Eventually I made my way to the front, and after a few minutes, John called me up. I walked up there, but by that time, something had changed, and he said something to me that I couldn’t hear, but it seemed like they weren’t ready yet. I sat down to wait it out, and little by little the players were replaced by the members of the band, except for two guitar players (who, of course, had no one to replace them).

I was sure they were going to nod these guys off any minute now, so I figured it would be inappropriate to tap in (one of the guys was barely playing at all, and I could have snuck up to him easily). I kept waiting, but before I realized it, two other guitar players had tapped in, and joined the band in one last raging blues number.
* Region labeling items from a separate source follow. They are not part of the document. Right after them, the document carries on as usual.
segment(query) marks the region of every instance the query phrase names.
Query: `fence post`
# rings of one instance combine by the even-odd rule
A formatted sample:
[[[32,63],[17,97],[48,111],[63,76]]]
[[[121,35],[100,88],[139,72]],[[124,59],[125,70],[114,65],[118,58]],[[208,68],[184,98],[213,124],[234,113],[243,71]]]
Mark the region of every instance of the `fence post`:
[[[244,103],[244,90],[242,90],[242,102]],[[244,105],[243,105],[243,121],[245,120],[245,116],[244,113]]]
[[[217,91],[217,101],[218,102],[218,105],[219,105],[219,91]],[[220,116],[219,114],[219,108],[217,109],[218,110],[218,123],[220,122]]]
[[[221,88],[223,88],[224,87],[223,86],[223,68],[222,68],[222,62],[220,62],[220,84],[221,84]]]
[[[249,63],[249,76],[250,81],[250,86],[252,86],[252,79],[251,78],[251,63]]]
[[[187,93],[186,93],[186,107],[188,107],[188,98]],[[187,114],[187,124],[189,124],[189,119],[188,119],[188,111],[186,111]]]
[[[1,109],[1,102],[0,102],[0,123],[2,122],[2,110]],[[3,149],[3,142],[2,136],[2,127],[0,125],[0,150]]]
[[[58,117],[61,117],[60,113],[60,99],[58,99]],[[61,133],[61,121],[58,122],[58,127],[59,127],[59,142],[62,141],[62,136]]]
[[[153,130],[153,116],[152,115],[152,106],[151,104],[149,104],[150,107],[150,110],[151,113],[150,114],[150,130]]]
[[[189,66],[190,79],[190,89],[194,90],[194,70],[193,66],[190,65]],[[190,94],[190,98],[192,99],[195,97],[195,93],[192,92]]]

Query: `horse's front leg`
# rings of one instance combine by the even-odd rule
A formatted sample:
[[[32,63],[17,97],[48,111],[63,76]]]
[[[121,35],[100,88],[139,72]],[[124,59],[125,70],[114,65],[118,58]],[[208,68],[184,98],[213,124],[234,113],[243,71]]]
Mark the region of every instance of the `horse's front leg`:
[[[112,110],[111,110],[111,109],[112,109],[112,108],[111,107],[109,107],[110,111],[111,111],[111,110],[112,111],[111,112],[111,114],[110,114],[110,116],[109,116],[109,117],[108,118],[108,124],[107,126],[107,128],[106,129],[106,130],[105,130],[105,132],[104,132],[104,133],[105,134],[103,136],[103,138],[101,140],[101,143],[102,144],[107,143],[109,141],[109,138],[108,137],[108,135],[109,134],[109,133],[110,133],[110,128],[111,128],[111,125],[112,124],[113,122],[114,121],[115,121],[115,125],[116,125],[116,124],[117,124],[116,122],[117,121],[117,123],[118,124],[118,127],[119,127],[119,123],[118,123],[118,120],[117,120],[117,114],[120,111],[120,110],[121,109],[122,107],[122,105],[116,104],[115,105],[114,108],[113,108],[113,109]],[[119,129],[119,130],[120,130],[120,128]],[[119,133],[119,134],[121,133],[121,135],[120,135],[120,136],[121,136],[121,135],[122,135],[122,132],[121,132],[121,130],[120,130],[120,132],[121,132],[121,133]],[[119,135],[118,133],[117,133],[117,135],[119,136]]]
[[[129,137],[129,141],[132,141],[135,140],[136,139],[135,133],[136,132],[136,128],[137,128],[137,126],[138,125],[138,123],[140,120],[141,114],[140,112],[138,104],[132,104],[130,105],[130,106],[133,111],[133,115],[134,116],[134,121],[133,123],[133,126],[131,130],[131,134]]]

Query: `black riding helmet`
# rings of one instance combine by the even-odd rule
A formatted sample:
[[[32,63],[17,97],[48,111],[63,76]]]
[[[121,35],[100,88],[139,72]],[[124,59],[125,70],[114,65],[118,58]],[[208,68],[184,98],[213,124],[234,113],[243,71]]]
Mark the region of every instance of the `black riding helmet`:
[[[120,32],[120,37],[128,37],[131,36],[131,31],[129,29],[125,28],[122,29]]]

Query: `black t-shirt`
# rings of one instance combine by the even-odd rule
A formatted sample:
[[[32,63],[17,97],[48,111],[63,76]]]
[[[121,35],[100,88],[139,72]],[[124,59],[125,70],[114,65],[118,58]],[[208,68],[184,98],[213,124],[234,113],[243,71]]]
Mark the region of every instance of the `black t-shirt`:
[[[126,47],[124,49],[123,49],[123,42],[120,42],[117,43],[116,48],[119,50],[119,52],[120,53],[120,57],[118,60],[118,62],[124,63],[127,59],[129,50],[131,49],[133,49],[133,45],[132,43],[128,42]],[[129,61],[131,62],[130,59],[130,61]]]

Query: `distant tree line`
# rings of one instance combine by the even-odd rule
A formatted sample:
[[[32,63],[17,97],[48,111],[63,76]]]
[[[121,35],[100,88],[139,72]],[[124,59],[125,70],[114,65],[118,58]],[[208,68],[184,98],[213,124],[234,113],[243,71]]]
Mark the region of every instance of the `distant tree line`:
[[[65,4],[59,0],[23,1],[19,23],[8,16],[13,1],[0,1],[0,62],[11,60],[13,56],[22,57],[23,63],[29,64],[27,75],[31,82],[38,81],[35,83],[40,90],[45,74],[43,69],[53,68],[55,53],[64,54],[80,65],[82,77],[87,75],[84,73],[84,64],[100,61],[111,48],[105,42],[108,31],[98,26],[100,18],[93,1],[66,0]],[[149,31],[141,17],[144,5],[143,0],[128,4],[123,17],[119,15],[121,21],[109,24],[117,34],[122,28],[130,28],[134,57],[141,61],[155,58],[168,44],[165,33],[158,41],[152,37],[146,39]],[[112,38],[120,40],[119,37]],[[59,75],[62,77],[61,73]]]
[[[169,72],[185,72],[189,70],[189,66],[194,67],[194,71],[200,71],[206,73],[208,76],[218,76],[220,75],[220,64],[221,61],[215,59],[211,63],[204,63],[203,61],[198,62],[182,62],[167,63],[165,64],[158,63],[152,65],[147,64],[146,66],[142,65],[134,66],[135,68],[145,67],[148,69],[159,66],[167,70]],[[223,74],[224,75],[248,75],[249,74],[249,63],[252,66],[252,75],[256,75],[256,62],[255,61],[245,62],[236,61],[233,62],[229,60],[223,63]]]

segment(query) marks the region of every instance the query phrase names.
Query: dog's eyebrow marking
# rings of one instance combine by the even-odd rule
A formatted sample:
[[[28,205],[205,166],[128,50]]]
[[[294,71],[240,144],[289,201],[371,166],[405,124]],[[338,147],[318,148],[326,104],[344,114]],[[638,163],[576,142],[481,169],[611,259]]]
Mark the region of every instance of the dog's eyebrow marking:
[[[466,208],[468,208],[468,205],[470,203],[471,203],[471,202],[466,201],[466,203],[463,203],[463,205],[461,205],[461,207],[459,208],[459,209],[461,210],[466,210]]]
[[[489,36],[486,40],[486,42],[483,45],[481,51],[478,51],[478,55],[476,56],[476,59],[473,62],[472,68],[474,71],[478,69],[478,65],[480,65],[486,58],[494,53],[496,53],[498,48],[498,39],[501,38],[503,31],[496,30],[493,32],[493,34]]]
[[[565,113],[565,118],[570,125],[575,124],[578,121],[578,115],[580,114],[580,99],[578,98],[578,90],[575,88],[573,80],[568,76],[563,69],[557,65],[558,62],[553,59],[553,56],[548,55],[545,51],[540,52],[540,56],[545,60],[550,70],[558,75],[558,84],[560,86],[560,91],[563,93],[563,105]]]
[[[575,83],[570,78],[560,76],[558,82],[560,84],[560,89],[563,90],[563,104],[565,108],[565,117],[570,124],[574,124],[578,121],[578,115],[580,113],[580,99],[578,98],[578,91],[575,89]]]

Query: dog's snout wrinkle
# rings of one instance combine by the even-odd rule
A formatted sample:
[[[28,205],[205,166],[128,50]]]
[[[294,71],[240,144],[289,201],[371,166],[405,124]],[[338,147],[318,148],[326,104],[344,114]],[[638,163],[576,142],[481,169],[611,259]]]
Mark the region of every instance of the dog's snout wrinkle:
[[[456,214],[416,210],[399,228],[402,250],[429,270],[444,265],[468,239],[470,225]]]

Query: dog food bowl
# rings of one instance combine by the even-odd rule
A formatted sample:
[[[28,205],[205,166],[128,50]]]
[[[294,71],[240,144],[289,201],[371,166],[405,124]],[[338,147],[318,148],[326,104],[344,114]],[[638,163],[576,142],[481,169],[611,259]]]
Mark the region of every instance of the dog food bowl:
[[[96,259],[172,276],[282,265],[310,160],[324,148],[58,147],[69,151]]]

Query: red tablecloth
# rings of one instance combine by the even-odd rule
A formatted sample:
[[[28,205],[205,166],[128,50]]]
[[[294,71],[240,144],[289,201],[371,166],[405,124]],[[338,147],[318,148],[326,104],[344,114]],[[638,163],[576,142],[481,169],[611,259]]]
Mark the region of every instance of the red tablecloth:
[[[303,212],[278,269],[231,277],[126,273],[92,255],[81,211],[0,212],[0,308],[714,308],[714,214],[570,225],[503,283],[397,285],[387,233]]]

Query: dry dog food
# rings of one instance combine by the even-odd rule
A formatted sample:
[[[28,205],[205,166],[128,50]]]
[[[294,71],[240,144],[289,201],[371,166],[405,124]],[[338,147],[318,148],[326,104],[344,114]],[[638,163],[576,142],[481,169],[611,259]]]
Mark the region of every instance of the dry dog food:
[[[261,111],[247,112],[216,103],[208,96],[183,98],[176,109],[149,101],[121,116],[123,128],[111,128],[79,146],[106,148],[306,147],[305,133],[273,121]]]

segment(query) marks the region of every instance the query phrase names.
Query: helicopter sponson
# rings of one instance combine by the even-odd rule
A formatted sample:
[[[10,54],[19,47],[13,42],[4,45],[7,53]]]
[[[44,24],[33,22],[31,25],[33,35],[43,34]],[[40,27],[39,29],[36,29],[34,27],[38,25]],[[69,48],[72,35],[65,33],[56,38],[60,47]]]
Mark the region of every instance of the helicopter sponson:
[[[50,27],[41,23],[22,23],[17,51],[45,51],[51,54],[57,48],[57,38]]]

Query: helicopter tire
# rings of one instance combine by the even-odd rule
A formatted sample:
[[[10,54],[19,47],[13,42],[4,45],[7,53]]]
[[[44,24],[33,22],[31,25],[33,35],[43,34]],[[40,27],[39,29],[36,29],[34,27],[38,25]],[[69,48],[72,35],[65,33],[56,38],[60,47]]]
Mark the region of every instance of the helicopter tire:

I had missed my chance.

Still, the replacements were pretty great, and after they had brought the blues jam to a close, MMW took the stage for one last trio performance, and brought the house down.

Incidentally, up until this point people had been pretty restrained during the performances, with everybody sitting in a bunch of folding chairs in front of the stage, and those of us freaks who wanted to dance towards the back. This time, however, the freaks took over, and pulled people up out of their seats, pushed the chairs out of the way, and everybody started to get down.

It still wasn’t over, of course, and we closed the night out with a number of great jams at the cafe, and a certain amount of responsible debauchery.

The Aftermath

The last day of camp was pretty anti-climactic. We all got to sleep in a little more, and the morning was filled with the swapping of contact info, and plans of what to do with ourselves when we got home, now that we’d become “enlightened.”

They always say about vacations, that you should be excited to leave and glad to get home. This was definitely the deal for me; after a week of high-intensity musical immersion, I needed out. I was glad that I was one of the fortunate ones who had a fairly quick drive home; as soon as I arrived, I called up the band and arranged a rehearsal.

Playing with the “old crew” was exactly what I needed to bring me back down to earth (or somewhere close to it), and I started to be able to process all the stuff that had happened. There was so much to think about, even to this day I’m still having epiphanies about things we talked about, or observations I made.

I felt like while a learned a huge amount at Camp MMW, the biggest impact it made on me was showing me that I was on the right track with regards to improvisation. At so many different times I would hear something that I had been thinking about, or discussing with the band, and I would have my original thoughts validated and clarified.

Sometimes when I see really amazing musicians, I go home with this feeling of “why do I bother even playing at all?”, and want to pack my guitar away and give up. This time, however, despite getting an even clearer picture of how amazing MMW is, I went home thinking “okay, I understand what I have to do. it’s hard, but at least I understand it.”

Now let’s see how long this feeling lasts.